China Testing AI Emotion-Detection Software On Uighurs, According To Report

by : Cameron Frew on : 28 May 2021 09:35
China Testing AI Emotion-Detection Software On Uighurs, According To ReportPixabay/PA Images

China has been testing artificial intelligence and facial recognition software on Uighur Muslims, according to a new report.

More than a million Uighurs have been held in Chinese mass detention facilities in Xinjiang province since 2017, with allegations of forced labour, sterilisation and systematic rape, abuse and torture. Human Rights Watch earlier said the country was committing ‘crimes against humanity’.


According to a new report, camera systems capable of detecting human emotions have now been tested on Uighurs in China.

A protest against the treatment of Uighurs in London. (PA Images)PA Images

A software engineer speaking on condition of anonymity, out of fear for his safety, told BBC’s Panorama he installed these systems in police stations in the Xinjiang province.

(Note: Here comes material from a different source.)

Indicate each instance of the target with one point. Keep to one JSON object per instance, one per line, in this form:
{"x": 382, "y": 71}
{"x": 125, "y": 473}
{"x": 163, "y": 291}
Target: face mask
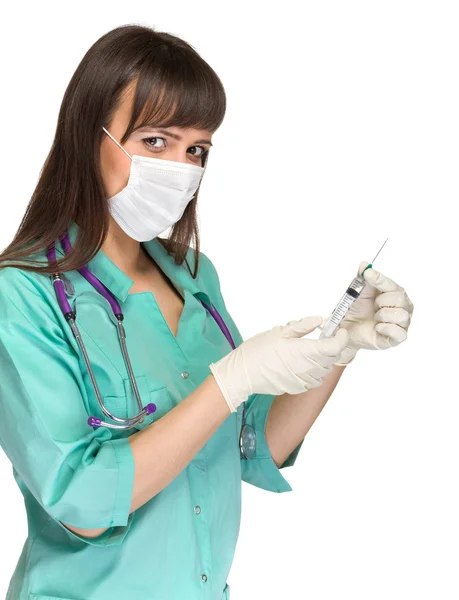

While he didn’t reveal the company he works for, he showed five photos of Uighurs who have been used for testing the software. ‘The Chinese government use Uighurs as test subjects for various experiments just like rats are used in laboratories,’ he said.


The systems are built for ‘pre-judgement without any credible evidence’, tracking small changes in facial expressions and skin pores before presenting a pie chart illustrating people’s state of mind. ‘We placed the emotion detection camera three metres from the subject. It is similar to a lie detector but far more advanced technology,’ he explained.

A protest against the treatment of Uighurs in London. (PA Images)PA Images

Officers in China also use ‘restraint chairs… your wrists are locked in place by metal restraints, and [the] same applies to your ankles.’

Sophie Richardson, China director of Human Rights Watch, was also presented with the evidence, which she described as ‘shocking’.


‘It’s not just that people are being reduced to a pie chart, it’s people who are in highly coercive circumstances, under enormous pressure, being understandably nervous and that’s taken as an indication of guilt, and I think, that’s deeply problematic,’ she said.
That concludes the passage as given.